There should be no broblem with 'banging' the
handshake on
microcontroller port lines. HP haev been known to do this. IIRC you need
a very small maount of external logic (let me check) to ensure one signal
changes fast enough. It's only a couple of TTL chips, though (and common
ones, like 74x00), not really worth putting in a PLD.
I do recall seeing something like that in discussions on the CBM
Hackers' list - a gate or two to flip a signal faster than a 1MHz
processor can do in software.
HPIB would take 16 port lines of the microcontroller +
2 or 3 to control
the buffer driection. And then you need however many port lines it takes
to talk to the flash memroy device.
If it's quick enough, you _could_ use an 8-bit shift register for
input and/or output, reducing the MCU pincount substantially, but that
would probably only be important if you were trying to keep the MCU
below the size of the 40/44-pin varieties.
As regards code size, IIEC, the HP9133H (SS/80
protocol) has 16K of 6809
conde in it.

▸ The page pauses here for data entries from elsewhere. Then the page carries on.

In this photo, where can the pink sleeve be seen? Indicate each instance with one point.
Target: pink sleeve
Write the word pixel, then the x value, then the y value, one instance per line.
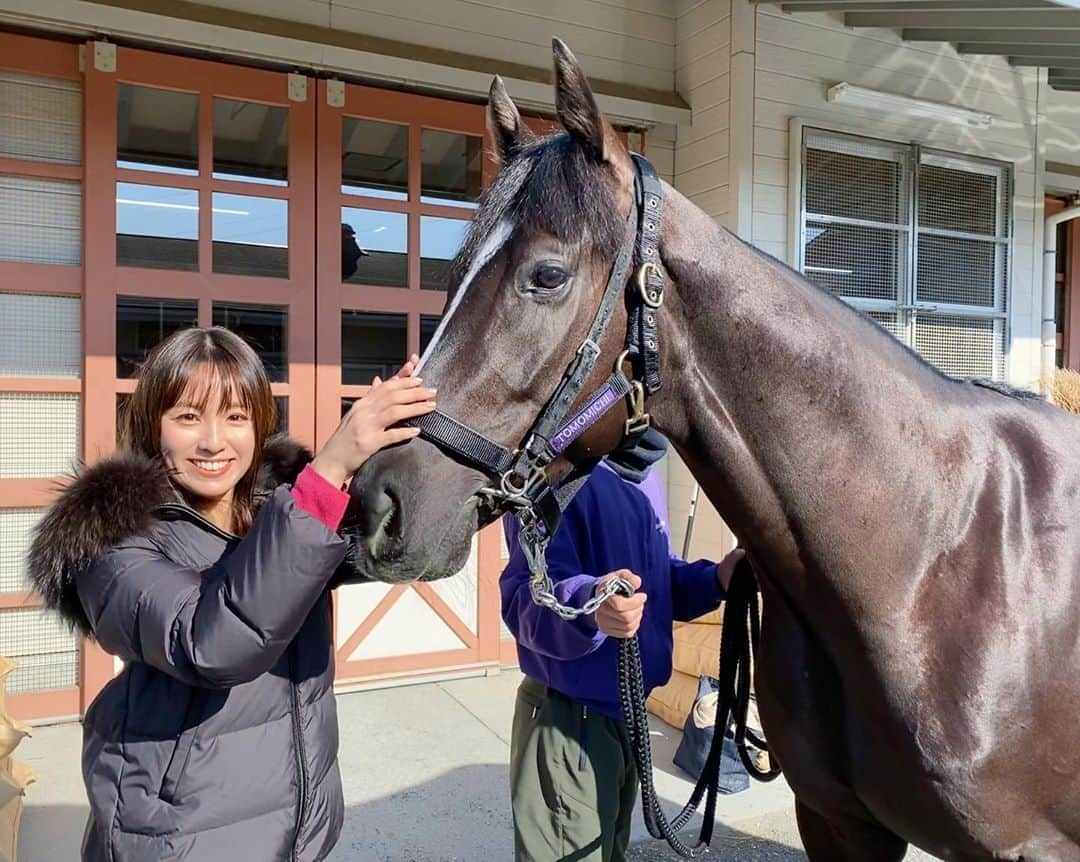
pixel 319 498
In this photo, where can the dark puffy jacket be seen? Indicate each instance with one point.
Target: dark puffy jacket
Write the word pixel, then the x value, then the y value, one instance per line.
pixel 218 740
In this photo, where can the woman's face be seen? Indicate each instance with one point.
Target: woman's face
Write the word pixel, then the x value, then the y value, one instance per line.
pixel 210 450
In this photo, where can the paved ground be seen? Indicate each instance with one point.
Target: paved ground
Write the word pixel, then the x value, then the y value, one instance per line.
pixel 424 771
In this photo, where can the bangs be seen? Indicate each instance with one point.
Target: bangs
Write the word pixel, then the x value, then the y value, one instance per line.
pixel 197 381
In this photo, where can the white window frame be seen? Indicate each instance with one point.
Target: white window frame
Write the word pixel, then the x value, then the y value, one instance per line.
pixel 907 306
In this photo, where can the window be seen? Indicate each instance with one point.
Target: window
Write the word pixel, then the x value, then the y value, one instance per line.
pixel 916 239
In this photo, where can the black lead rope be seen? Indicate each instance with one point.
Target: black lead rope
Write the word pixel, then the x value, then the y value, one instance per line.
pixel 739 643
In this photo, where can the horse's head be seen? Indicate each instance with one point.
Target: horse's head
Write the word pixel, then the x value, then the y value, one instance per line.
pixel 528 281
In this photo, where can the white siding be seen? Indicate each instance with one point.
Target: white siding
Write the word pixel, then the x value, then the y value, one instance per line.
pixel 1062 129
pixel 702 77
pixel 613 41
pixel 798 56
pixel 702 152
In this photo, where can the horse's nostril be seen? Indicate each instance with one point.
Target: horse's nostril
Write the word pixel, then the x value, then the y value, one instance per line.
pixel 383 515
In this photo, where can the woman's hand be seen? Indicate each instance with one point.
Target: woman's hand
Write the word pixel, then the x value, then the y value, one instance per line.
pixel 368 426
pixel 621 616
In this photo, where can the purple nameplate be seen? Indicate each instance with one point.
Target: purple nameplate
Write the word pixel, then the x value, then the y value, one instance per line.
pixel 578 423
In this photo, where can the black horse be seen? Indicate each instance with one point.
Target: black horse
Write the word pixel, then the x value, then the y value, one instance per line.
pixel 917 538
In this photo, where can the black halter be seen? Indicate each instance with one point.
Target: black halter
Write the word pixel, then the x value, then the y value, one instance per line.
pixel 520 476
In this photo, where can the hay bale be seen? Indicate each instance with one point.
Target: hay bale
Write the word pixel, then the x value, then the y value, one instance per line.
pixel 1066 390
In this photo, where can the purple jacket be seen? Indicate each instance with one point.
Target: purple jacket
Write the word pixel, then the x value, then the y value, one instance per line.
pixel 611 524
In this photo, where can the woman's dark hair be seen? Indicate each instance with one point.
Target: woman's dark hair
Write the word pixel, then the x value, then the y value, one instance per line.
pixel 166 375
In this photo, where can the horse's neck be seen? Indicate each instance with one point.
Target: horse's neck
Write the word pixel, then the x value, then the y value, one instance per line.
pixel 793 413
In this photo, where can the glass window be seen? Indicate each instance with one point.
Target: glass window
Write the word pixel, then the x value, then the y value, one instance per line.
pixel 282 403
pixel 440 241
pixel 370 345
pixel 144 323
pixel 40 118
pixel 375 247
pixel 251 142
pixel 451 167
pixel 40 220
pixel 157 227
pixel 919 271
pixel 374 159
pixel 251 236
pixel 428 325
pixel 157 130
pixel 265 328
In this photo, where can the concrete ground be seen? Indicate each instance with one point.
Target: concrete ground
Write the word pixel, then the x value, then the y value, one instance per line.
pixel 424 771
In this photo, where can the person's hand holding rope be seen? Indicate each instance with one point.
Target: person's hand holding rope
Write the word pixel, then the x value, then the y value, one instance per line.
pixel 621 616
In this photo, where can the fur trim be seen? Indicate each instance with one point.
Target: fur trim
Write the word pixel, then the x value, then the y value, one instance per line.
pixel 111 501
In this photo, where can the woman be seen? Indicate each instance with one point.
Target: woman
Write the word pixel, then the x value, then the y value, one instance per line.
pixel 202 556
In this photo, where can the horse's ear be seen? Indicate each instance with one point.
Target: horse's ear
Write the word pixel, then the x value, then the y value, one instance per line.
pixel 504 123
pixel 580 116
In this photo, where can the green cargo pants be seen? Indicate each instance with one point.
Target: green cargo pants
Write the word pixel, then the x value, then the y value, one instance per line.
pixel 572 781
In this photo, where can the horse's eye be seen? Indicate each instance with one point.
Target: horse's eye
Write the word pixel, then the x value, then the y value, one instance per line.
pixel 549 277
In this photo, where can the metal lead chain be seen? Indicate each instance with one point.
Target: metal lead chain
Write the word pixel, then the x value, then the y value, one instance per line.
pixel 534 542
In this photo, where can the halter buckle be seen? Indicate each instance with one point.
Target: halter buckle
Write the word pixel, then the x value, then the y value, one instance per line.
pixel 639 420
pixel 653 297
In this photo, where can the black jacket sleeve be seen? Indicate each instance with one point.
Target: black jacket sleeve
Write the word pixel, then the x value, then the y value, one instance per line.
pixel 223 627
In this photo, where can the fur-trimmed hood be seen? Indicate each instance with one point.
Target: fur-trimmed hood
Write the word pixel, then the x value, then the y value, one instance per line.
pixel 113 500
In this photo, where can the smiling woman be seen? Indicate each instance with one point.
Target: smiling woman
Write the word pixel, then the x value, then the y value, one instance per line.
pixel 202 555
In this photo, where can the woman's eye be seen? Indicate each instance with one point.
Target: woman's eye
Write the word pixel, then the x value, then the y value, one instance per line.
pixel 549 277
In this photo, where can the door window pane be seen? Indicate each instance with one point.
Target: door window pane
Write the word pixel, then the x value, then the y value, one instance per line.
pixel 251 236
pixel 374 159
pixel 370 345
pixel 380 256
pixel 265 328
pixel 856 261
pixel 451 169
pixel 440 241
pixel 251 142
pixel 157 227
pixel 40 220
pixel 281 402
pixel 143 323
pixel 157 130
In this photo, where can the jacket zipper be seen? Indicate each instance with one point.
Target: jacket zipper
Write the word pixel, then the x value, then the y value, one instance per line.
pixel 582 740
pixel 300 758
pixel 191 513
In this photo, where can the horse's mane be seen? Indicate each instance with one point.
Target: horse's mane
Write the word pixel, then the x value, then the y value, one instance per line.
pixel 554 186
pixel 1006 389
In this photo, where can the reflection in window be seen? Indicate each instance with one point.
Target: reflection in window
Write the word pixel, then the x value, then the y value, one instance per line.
pixel 157 130
pixel 144 323
pixel 281 402
pixel 251 142
pixel 370 345
pixel 374 159
pixel 265 328
pixel 451 169
pixel 385 239
pixel 157 227
pixel 428 325
pixel 251 236
pixel 440 241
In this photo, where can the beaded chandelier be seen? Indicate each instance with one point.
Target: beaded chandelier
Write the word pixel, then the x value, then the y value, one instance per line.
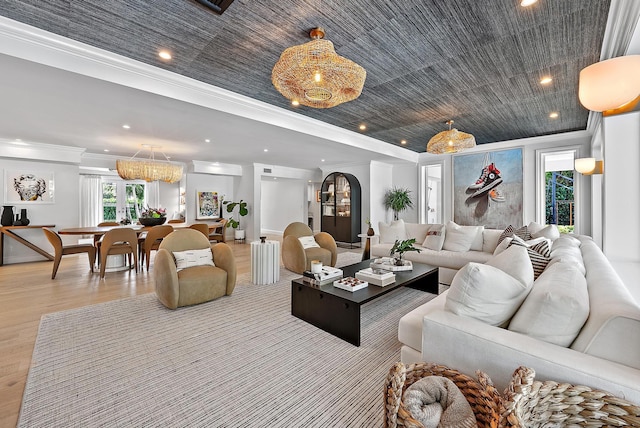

That should give you some idea as to the complexity.
That does. Even a $4 AVR has 16K of code space these days.
> Once you have a platform that is electrically and
timing-compatible
> with HPs and PETs, it shouldn't matter if you choose to implement
> Amiga/CS80 or CBM "DOS" at the firmware level...
The Commodore and HP command sets are very different.
The major
difference is that Commodore drives are file-oriented devices (you open a
file by name, you can get a directory, etc), while HP devices are block
oriented.
Yes. In terms of complexity, the CBM command set encompasses the
functionality of the HP command set. If you coded for the PET, I
don't think it would be hard to have it also do Amiga/CS80, but I'd
have to examine the HP technique since I've never worked with it.
Yes, I know the Commodore drives let you read disks at
hte block level, but most
of the time you didn't do that. H
It depends on what you are doing. I've written many disk utilities
that "understand" the block-level format to do things like undelete
files, etc. 95%+ of what CBM users do though is, as you point out, at
the file level. You have to implement memory read and write commands
(M-R, M-W) to do things like change unit numbers, so I would consider
a strict files-only implementation to be incomplete.
Armed with disk buffer requirements (CBM drives allow the machine to
open multiple simultaneous sector buffers and read/write them - a
feature which *does* get use) and I/O line requirements, it should be
easy to narrow down the field to a handful of MCU candidates...
http://www.atmel.com/dyn/products/param_table.asp?family_id=604&OrderBy…
No BGAs in sight, but there are TQFPs and VQFNs in there.